"Kenapa semuanya harus kayak gini?" Ucap seorang perempuan kepada temannya yang berada disampingnya.
Temannya yang ditanyaipun tak kunjung menjawab. Hal itu membuat perempuan yang bertanya padanya menjadi semakin hampa dan sendiri. Air mata mulai mengalir dipipinya. Ia menangis dalam diam. Sama sekali tak terdengar isakan darinya.
"Jujur An, gue bingung mau jawab apa. Yah, lu tau lah alasannya kenapa." Ucapan temannya itu menyadarkannya.

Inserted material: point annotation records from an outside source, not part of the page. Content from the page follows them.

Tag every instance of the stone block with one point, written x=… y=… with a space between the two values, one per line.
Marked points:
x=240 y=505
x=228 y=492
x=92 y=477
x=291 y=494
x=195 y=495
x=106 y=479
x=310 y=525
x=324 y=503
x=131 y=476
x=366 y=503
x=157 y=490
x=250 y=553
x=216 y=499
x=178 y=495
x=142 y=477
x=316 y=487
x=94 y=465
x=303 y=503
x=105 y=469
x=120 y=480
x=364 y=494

Tak seharusnya Ana bergantung pada seseorang didunia ini. Ia harus mendengarkan ibunya. Ana sendirian, sampai kapan pun tetap sendirian. Tidak ada yang bisa menerimanya dengan tulus dan ia tak pantas mengharapkan ketulusan.
Ana sudah memutuskan semuanya. Ia tau ucapan ibunya sangatlah benar. Ia akan mematuhi ucapan sang ibu.
Ana bangkit dari duduknya. Ia segera berjalan masuk ke area rumah dan menaiki tangga menuju kamarnya.
Melihat Ana yang segera pergi dengan cepat tanpa bicara. Hal itu membuat Rina panik. Dipikirannya sudah banyak hal negatif bermunculan. Akan tetapi, hal itu ia tepis jauh-jauh. Perempuan itu segera berlari menyusul Ana.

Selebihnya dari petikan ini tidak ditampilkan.